Il résulte des dispositions précitées qu’il incombe au président du conseil départemental de s’assurer que les conditions d’accueil garantissent la sécurité, la santé et l’épanouissement des enfants accueillis et de procéder au retrait de l’agrément si ces conditions ne sont plus remplies. A cette fin, dans l’hypothèse où il est informé de suspicions de comportements susceptibles de compromettre la santé, la sécurité ou l’épanouissement d’un enfant, notamment de suspicions de mauvais traitements, de la part du bénéficiaire de l’agrément ou de son entourage, il lui appartient de tenir compte de tous les éléments portés à la connaissance des services compétents du département ou recueillis par eux et de déterminer si ces éléments sont suffisamment établis pour lui permettre raisonnablement de penser que l’enfant est victime des comportements en cause ou risque de l’être. Il peut en outre, si la première appréciation de ces éléments révèle une situation d’urgence, procéder à la suspension de l’agrément.

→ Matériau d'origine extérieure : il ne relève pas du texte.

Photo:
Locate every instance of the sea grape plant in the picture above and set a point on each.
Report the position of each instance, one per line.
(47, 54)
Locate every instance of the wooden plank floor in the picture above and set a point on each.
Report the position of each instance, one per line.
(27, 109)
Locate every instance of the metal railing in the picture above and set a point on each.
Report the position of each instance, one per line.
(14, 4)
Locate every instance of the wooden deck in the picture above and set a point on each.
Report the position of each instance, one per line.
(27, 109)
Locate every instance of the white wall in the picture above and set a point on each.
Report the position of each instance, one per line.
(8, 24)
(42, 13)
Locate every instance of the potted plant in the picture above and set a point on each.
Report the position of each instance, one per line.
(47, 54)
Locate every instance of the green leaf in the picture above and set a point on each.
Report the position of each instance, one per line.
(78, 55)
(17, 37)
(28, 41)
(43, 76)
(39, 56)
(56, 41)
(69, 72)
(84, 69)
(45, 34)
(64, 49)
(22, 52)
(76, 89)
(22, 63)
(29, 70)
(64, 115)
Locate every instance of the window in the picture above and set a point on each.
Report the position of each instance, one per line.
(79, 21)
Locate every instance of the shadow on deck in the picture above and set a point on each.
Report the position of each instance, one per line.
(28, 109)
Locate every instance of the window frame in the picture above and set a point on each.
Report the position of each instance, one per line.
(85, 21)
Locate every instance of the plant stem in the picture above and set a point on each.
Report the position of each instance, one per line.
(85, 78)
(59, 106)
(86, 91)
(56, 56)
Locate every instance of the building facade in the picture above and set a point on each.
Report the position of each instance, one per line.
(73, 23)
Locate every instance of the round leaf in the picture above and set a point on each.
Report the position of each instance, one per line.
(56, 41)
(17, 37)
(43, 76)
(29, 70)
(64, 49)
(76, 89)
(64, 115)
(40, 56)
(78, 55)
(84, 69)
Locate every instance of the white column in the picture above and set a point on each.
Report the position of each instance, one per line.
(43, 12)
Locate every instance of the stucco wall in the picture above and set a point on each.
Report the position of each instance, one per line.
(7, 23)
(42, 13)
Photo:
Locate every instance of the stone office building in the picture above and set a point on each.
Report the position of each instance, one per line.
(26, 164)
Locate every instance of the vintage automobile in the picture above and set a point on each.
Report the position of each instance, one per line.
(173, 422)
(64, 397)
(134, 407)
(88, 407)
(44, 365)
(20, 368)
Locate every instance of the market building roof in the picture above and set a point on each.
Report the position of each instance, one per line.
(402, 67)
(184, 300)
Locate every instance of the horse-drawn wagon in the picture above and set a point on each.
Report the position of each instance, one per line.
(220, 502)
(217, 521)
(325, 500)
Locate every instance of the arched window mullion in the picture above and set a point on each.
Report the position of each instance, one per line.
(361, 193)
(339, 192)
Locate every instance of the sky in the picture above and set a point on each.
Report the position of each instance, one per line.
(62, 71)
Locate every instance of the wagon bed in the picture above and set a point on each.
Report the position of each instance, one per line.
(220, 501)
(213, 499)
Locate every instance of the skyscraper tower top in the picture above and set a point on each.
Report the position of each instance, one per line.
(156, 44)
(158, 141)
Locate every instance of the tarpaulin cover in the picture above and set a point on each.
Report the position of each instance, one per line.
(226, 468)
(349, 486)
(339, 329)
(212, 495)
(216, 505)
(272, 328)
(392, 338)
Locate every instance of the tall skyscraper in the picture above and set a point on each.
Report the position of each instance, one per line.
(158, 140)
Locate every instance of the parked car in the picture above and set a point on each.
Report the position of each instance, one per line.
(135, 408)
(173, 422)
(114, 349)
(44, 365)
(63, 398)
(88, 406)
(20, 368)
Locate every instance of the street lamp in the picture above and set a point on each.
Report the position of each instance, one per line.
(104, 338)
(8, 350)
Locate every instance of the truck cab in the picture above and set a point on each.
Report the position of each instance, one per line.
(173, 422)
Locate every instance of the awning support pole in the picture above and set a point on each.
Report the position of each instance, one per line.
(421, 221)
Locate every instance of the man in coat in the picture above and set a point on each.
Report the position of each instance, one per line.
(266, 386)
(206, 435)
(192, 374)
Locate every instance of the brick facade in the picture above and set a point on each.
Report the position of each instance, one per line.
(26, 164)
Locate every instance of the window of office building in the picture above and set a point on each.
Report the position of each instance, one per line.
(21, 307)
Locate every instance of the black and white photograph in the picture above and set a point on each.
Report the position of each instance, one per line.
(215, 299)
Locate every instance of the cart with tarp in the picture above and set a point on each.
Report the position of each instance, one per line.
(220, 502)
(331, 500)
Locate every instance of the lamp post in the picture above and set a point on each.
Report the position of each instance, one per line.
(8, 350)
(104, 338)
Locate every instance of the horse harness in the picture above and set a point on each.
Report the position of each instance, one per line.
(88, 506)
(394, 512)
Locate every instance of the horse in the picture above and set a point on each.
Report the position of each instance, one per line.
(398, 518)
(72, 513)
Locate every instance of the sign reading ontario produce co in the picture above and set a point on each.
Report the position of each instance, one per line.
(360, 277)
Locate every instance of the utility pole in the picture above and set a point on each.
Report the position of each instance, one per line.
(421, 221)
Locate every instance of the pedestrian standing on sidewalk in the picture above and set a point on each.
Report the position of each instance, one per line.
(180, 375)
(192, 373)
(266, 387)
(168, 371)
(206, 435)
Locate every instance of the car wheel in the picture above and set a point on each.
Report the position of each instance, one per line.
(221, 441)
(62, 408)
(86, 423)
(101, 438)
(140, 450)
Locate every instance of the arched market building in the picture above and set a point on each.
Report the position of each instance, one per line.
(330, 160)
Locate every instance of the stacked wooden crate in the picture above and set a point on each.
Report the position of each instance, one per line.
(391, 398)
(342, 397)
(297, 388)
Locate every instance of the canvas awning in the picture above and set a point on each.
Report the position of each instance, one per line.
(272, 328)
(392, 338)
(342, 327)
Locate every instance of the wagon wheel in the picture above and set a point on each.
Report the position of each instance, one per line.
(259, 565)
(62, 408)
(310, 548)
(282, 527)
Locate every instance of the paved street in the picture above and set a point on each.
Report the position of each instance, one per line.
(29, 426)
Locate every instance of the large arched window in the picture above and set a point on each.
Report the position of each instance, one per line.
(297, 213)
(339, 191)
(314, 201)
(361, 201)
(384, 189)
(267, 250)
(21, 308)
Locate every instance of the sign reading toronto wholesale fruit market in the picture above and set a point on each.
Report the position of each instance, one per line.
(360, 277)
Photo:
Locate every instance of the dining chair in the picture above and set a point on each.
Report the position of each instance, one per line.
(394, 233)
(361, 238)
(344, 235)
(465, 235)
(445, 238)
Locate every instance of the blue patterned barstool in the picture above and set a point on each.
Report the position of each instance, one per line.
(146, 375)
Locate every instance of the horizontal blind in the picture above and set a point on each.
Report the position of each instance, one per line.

Sur les conclusions à fin d’annulation de la décision du 12 octobre 2023 de suspension de l’agrément d’assistante maternelle :
En premier lieu, la décision du 12 octobre 2023 de suspension de l’agrément d’assistante maternelle a été signée par M. E… A…, directeur de la petite enfance, de l’enfance et de la famille du département de la Manche, qui disposait d’une délégation à cet effet en vertu d’un arrêté du président du conseil départemental de la Manche du 26 septembre 2023, régulièrement publié le 27 septembre 2023. Il suit de là que le moyen tiré de l’incompétence du signataire de la décision attaquée manque en fait et doit être écarté.
En second lieu, d’une part, il résulte des dispositions des articles L. 421-3 et L. 421-6 du code de l’action sociale et des familles que le président du conseil départemental, auquel il incombe de s’assurer que les conditions d’accueil garantissent la sécurité, la santé et l’épanouissement des enfants accueillis, peut, en cas d’urgence, suspendre l’agrément nécessaire pour exercer la profession d’assistant maternel ou d’assistant familial, en se fondant sur des éléments suffisamment précis et vraisemblables, permettant de suspecter que les conditions d’accueil garantissant la sécurité, la santé et l’épanouissement du ou des enfants accueillis ne sont plus remplies. Une mesure de suspension d’agrément peut ainsi être prononcée lorsque les faits imputés au bénéficiaire de l’agrément ou à son entourage, relatifs à des comportements susceptibles de compromettre la santé, la sécurité ou l’épanouissement de l’enfant, présentent, eu égard aux éléments en possession de l’administration à la date de la mesure de suspension, un caractère suffisant de vraisemblance et de gravité et sont susceptibles de révéler une situation d’urgence. A cette fin, il appartient au président du conseil départemental de tenir compte de tous les éléments portés à la connaissance des services compétents du département ou recueillis par eux et de déterminer si ces éléments sont suffisamment établis pour lui permettre raisonnablement de penser que l’enfant est victime des comportements en cause ou risque de l’être, et il incombe aux services départementaux de faire les diligences nécessaires pour porter une appréciation sur la réalité du risque présenté par le milieu de garde avant que le président du conseil général ne prenne une décision de suspension d’agrément.
D’autre part, la décision par laquelle l’autorité administrative prononce la suspension de l’agrément d’un assistant maternel ou familial constitue une mesure de police administrative prise dans l’intérêt des enfants accueillis. Elle n’est légale que si elle est nécessaire au regard de la situation de fait existant à la date à laquelle elle a été prise, éclairée au besoin par des éléments d’informations connus ultérieurement. Toutefois, lorsqu’il ressort d’éléments sérieux portés à sa connaissance qu’il existe un danger à la fois grave et imminent exigeant une intervention urgente qui ne peut être différée, l’autorité compétente ne commet pas d’illégalité en prenant les mesures qui paraissent nécessaires au vu des informations dont elle dispose à la date de sa décision.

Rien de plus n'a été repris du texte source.